“open” button – opens files with extensions: .txt, .fasta for the table of sequences to be align; .aln, .blalignment to display the aligned sequences.
“save” button – saves the aligned sequences without names to files with extensions: .blalignment or .pdf, .eps.
“close” button – closes file and clean the window of aligned sequences.
“print” button – prints or saves the aligned sequences with names into pdf or eps file.
The blalignment file format is a text file format to open/save the aligned DNA/Protein sequences.
- Table of DNA or protein sequences to align
- Multiple alignment
- Phylogenetic tree
Table of DNA and protein sequences to align
To open a sequence file (.txt, .fasta) in the table use the “open” button.
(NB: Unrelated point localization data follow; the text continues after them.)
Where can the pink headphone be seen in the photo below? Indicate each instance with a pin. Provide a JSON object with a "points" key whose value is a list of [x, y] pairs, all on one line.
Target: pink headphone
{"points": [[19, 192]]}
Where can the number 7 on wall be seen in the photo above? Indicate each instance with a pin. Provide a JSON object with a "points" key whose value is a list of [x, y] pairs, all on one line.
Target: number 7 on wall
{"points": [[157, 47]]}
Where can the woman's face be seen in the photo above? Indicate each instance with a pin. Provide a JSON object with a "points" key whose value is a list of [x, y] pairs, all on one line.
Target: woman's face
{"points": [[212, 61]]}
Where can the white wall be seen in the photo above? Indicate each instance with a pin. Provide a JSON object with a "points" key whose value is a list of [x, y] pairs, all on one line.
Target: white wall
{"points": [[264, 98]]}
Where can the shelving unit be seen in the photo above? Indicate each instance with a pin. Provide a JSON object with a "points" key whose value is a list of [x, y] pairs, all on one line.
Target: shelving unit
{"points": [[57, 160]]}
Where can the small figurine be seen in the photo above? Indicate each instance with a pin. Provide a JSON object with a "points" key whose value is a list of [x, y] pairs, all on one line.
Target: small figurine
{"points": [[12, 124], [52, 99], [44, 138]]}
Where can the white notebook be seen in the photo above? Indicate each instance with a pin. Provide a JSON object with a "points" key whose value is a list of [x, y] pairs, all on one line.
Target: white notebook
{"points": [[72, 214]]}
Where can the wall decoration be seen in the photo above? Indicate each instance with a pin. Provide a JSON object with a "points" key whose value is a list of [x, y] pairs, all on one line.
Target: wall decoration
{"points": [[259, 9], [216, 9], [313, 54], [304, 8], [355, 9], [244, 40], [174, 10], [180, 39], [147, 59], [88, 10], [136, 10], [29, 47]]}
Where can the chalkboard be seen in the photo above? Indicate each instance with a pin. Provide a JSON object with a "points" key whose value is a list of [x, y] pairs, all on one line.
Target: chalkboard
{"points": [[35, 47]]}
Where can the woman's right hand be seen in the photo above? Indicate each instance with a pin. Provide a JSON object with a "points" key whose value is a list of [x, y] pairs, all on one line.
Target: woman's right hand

The file name will appear in the column “Name” and the sequence in the column “Sequence”
Use the “add” button to add an empty row. Then, paste a name and a sequence into the corresponding columns. To delete a row, select this row and press the “delete” button. The multiple rows can also be selected and deleted.
Multiple alignment can be performed for DNA or protein sequences using two custom algorithms (BioLabDonkey1,2), classical Needleman-Wunsch algorithm or “Translated DNA” algorithm.
In contrast to the Needleman-Wunsch algorithm, the custom algorithms provide correct alignment independent of the size of the sequences indels. These custom algorithms are faster than the Needleman-Wunsch algorithm for large sequences having high homology.
For the Needleman-Wunsch algorithm there are two options: the basic score system or similarity matrices for proteins (default).
The ORF sequences can be aligned using the “Translated DNA” algorithm. For this, set an open reading frame start in the corresponding popup menu (frame 1, 2 or 3). The algorithm translates the ORF sequences, aligns the protein sequences and then, converts back the aligned sequences to DNA sequences.
To align protein sequences using BioLabDonkey1,2 algorithms set the “AA substitutions” checkbox and the minimal identity in corresponding popup menu.For the Needleman-Wunsch algorithm set the basic score system or similarity matrices. Then, press the “align” button.
To change the color scheme of aligned sequences use the corresponding protein or DNA color schemes popup menus.
The part of aligned sequences in a block can be realigned using different algorithms. Set the algorithm for the realignment in the corresponding popup menu. Then, select a part of any line in the block and press the “realign” button. The realignment will not be performed if the selection is not a part of a line in one block.
The sequences similarity can be represented as a phylogenetic tree. Press the “Phylogenetic tree” button to generate and see the phylogenetic tree. The tree type can be set as UPGMA or the custom “Similarity tree”. The tree can be shifted to the left/right side using the “tree shift” slider. The scale of the tree can be changed using the “tree fold” slider.
The values of pairwise identity distances between the sequence pairs are calculated as following:
N = ((Ni / Nt1) + (Ni / Nt2)) / 2
Ni – number of identical aa/bp between two sequences
Nt1 – total number of aa/bp in sequence 1
Nt2 – total number of aa/bp in sequence 2
Distance = 1 / N
The pairwise identity distances can be recalculated for different identity minimums (set the “minimal identity” popup menu), as well as by taking into account amino acids substitutions (set the “AA substitutions” checkbox).
The length of a branche between two points (two connected orange circles) represents the identity distance between two sequences. For each connected sequence pairs in the tree the distance between the sequences is the smallest distance (highest identity) in comparison to the distances of these sequences to all other sequences.